Segundo Schettino, o programa oferecido à população de Paraisópolis, comunidade localizada na Zona Sul de São Paulo, existe desde 1998 e já realizou mais de 6 milhões de atendimentos. “Pessoas com mais informação e mais educação têm mais oportunidades de trabalho e sabem cuidar melhor da saúde”, explica.
Preocupação ambiental
O impacto das mudanças climáticas sobre a saúde das pessoas torna ainda mais urgente a adoção de compromissos ambientais pelo setor. Segundo Schettino, esses efeitos são ainda piores para a saúde de idosos, crianças e pacientes com doenças crônicas.
Um estudo publicado na revista científica britânica The Lancet em 2022 aponta que cerca de 9 milhões de pessoas por ano têm a morte acelerada pela poluição ambiental.
“Se a saúde representa 10% do Produto Interno Bruto (PIB), mas eu só contribuo com 5% na emissão de gás e efeito estufa, pode parecer que minha atividade não é muito crítica para o meio ambiente. Mas isso não é verdade, porque 5% ainda é muito. Precisamos tentar reduzir esse indicador”, analisa Schettino.
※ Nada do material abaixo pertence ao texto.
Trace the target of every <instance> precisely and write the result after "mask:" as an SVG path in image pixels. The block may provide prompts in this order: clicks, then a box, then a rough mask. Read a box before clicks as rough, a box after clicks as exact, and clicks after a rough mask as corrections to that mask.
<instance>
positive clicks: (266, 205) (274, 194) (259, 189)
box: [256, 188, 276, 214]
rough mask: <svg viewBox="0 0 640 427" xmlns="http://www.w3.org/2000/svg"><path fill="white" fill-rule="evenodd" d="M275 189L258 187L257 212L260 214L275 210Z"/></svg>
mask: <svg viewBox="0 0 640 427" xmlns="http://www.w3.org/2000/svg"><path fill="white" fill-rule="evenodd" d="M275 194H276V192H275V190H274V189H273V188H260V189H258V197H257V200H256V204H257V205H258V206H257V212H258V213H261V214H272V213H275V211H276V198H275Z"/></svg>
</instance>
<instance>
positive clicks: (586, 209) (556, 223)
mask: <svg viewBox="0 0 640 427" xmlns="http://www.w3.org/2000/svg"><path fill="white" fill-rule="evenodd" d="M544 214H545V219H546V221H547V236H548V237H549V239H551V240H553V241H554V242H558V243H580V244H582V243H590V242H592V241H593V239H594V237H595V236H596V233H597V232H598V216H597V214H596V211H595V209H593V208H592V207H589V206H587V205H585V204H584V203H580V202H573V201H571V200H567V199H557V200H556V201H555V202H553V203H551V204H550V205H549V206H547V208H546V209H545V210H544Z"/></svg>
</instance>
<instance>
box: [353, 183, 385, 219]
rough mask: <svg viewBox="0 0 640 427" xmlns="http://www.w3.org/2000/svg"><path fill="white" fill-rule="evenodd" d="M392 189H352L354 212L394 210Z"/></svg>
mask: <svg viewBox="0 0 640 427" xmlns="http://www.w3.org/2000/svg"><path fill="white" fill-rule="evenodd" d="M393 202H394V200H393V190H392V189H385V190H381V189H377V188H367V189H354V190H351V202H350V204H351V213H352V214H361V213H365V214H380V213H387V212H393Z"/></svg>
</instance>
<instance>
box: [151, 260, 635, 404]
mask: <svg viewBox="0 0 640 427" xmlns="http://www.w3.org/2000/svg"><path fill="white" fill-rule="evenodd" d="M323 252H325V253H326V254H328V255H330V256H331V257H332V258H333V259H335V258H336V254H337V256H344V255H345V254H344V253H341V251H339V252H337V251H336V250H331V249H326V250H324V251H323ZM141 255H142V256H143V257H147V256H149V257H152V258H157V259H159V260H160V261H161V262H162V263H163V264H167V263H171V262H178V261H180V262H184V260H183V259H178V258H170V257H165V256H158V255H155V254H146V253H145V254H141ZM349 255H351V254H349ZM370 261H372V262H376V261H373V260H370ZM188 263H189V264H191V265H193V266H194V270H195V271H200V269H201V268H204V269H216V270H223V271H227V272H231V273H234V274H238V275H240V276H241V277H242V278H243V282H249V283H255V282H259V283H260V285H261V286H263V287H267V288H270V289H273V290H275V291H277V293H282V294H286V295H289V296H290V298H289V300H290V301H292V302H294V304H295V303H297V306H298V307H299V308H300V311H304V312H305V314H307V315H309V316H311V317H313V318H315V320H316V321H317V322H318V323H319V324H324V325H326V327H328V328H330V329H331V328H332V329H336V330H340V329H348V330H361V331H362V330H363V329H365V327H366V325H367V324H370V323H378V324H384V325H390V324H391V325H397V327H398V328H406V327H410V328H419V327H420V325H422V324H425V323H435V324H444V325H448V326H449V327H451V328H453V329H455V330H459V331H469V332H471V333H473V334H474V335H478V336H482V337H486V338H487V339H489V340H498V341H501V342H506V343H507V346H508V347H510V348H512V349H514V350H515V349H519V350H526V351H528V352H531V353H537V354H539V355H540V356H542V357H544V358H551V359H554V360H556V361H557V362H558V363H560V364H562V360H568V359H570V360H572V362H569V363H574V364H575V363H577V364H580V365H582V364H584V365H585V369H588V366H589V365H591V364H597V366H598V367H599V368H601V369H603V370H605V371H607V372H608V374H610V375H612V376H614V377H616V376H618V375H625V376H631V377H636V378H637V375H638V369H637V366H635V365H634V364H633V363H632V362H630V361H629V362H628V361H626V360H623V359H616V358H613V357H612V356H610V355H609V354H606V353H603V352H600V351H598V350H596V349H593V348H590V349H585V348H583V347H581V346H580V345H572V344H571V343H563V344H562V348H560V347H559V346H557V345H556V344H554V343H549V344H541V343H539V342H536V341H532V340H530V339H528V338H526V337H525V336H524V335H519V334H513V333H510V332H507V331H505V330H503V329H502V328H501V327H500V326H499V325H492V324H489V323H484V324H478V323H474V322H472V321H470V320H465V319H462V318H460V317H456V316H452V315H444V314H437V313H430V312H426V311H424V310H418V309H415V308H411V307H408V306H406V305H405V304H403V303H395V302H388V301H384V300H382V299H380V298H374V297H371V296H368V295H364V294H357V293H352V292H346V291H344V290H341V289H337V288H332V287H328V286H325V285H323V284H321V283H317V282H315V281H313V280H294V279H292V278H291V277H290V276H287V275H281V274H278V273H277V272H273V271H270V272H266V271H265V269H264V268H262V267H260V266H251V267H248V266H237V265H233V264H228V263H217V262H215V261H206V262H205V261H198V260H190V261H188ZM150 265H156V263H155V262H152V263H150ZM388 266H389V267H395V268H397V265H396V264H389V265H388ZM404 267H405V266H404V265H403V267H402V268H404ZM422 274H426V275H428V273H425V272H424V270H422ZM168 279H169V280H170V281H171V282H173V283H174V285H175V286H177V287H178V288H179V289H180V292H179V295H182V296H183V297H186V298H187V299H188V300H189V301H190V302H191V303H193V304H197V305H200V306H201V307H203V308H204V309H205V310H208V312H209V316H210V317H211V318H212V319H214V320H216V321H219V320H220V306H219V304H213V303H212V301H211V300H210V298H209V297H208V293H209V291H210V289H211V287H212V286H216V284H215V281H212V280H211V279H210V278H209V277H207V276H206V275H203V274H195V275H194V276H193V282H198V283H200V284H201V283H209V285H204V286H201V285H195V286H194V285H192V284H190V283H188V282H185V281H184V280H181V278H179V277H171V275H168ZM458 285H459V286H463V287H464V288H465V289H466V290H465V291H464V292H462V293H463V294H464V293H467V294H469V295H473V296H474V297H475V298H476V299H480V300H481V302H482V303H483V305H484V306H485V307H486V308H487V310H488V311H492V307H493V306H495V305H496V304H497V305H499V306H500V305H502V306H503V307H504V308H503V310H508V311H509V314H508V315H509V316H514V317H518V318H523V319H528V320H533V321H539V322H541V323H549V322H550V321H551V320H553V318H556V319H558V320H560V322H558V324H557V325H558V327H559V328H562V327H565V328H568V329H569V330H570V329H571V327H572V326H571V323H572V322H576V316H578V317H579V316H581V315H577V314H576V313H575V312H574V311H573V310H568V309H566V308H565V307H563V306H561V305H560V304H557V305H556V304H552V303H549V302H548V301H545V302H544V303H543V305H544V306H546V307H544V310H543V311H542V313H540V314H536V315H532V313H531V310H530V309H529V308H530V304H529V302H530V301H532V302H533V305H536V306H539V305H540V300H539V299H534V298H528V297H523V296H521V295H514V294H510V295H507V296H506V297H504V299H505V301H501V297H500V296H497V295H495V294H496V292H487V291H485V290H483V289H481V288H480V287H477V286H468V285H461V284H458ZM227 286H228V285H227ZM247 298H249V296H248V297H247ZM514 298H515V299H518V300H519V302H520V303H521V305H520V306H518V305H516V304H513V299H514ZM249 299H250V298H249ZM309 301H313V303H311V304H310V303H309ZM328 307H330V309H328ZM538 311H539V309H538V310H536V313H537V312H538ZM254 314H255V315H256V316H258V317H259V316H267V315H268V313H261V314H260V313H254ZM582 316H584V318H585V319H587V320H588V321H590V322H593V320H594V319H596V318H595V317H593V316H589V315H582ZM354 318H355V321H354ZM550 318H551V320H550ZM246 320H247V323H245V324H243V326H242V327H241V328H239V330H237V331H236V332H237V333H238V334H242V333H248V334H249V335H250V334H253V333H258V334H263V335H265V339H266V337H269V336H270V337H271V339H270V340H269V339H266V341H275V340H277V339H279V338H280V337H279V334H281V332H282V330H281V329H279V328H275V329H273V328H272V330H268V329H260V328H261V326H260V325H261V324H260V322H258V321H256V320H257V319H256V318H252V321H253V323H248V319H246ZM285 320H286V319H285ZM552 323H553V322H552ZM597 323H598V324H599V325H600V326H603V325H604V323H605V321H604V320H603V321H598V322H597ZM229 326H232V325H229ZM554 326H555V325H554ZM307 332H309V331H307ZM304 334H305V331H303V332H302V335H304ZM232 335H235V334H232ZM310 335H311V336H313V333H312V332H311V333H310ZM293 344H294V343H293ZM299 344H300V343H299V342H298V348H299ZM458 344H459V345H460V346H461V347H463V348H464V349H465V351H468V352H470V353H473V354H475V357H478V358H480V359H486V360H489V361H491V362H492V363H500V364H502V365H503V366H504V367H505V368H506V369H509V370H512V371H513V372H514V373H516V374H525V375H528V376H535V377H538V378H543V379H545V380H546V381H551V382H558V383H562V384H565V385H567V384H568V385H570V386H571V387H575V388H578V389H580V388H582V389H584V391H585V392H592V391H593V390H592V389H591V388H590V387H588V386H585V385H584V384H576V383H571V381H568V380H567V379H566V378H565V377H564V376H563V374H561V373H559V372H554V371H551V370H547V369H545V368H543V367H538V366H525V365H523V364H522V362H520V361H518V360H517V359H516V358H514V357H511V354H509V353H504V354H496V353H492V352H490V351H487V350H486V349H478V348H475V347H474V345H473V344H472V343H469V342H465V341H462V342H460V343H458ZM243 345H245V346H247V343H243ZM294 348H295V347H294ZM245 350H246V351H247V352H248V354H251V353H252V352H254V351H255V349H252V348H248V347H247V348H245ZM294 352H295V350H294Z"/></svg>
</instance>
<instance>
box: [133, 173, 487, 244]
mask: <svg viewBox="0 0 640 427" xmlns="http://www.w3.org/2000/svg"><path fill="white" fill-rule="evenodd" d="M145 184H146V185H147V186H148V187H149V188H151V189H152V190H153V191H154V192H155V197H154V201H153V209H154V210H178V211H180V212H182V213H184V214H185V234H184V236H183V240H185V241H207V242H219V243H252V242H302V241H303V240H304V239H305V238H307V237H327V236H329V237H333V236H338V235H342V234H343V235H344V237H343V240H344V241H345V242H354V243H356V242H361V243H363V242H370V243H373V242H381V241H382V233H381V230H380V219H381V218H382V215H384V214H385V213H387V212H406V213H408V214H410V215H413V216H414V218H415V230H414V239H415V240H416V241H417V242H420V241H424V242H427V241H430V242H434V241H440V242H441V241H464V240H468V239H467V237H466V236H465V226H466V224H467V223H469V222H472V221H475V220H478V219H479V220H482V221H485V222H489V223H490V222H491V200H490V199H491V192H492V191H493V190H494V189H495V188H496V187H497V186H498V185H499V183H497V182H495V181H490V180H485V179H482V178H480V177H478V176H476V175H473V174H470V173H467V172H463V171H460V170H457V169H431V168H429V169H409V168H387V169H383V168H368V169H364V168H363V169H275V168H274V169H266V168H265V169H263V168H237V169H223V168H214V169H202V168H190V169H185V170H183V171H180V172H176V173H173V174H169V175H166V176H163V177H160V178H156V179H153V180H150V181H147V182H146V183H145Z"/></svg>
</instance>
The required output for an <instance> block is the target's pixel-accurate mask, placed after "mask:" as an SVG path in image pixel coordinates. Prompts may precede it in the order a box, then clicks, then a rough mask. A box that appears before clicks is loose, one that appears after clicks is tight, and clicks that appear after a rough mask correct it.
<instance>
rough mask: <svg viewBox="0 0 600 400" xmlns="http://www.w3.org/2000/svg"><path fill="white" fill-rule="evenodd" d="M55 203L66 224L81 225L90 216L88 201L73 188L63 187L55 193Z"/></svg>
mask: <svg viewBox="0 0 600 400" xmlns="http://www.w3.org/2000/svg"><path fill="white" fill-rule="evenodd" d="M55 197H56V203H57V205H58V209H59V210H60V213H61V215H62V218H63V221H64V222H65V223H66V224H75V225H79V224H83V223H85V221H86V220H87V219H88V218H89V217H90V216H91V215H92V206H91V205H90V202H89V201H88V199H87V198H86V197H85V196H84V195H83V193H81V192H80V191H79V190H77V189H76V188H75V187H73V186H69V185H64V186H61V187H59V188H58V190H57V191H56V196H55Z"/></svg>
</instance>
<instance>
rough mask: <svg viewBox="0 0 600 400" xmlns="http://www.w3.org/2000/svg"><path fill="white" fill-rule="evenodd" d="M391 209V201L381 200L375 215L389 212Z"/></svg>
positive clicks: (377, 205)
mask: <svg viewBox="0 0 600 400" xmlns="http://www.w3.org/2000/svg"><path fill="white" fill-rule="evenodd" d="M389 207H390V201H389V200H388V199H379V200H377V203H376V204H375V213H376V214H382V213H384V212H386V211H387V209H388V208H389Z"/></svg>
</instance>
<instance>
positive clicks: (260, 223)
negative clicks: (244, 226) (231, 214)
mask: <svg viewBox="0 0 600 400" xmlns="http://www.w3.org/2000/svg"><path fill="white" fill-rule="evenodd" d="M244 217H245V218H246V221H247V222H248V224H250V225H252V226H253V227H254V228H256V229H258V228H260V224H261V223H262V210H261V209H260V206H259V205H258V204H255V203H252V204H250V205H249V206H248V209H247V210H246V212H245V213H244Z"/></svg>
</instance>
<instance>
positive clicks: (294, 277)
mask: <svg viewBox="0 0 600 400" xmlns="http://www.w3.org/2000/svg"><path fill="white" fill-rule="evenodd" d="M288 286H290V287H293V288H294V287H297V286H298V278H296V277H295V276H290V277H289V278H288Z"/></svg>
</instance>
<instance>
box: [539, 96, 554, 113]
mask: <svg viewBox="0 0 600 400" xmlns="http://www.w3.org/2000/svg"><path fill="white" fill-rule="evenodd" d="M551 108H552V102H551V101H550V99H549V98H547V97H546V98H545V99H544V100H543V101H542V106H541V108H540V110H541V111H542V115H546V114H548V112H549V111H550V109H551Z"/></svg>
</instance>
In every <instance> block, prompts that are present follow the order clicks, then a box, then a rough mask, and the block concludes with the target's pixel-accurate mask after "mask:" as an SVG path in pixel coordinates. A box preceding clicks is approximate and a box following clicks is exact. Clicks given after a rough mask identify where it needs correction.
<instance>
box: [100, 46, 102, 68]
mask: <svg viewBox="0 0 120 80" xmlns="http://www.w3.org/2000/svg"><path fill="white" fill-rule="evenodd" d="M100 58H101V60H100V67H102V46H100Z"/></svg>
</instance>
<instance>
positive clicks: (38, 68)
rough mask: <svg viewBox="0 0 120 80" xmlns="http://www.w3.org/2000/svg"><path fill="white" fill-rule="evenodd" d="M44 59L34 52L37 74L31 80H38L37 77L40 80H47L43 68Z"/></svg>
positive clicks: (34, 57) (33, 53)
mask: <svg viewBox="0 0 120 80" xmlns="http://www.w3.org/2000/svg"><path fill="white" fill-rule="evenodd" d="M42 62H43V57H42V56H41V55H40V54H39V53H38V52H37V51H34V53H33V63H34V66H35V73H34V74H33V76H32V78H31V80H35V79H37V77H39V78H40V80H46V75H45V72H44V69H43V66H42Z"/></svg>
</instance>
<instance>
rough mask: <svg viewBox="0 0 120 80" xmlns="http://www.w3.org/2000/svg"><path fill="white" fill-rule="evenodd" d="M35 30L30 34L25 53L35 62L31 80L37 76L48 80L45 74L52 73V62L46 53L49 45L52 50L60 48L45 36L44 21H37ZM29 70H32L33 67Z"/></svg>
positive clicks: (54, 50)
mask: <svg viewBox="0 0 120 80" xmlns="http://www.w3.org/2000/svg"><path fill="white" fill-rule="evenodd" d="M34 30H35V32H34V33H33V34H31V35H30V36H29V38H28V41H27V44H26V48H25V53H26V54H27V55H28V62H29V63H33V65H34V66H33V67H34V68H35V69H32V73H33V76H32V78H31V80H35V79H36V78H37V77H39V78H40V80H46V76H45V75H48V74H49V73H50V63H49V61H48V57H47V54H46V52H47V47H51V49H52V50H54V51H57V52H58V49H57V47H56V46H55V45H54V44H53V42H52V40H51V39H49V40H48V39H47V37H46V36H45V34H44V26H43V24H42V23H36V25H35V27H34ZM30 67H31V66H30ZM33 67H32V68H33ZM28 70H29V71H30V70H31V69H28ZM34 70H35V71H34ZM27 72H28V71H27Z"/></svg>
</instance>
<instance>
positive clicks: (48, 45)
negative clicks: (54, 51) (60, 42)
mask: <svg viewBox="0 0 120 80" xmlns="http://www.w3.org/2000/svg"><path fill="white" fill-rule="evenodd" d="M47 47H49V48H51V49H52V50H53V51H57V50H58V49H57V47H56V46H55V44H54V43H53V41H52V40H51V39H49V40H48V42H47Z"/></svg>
A exemplo do Einstein, o setor hospitalar tem buscado compromissos cada vez maiores em ESG. O relatório “ESG nos Hospitais Anahp: Resultados e Boas Práticas”, publicado pela Associação Nacional de Hospitais Privados, mostra que o segmento tem avançado em critérios ambientais, sociais e de governança. O estudo aponta que 193 projetos, de 42 instituições associadas, beneficiaram 4,2 milhões de pessoas direta ou indiretamente, sendo que 15,5 milhões ainda devem ser impactadas até 2030.
Os hospitais integrantes da associação já investiram mais de R$ 119 milhões em iniciativas ligadas a educação, saneamento, energia, consumo responsável, combate à fome e sustentabilidade.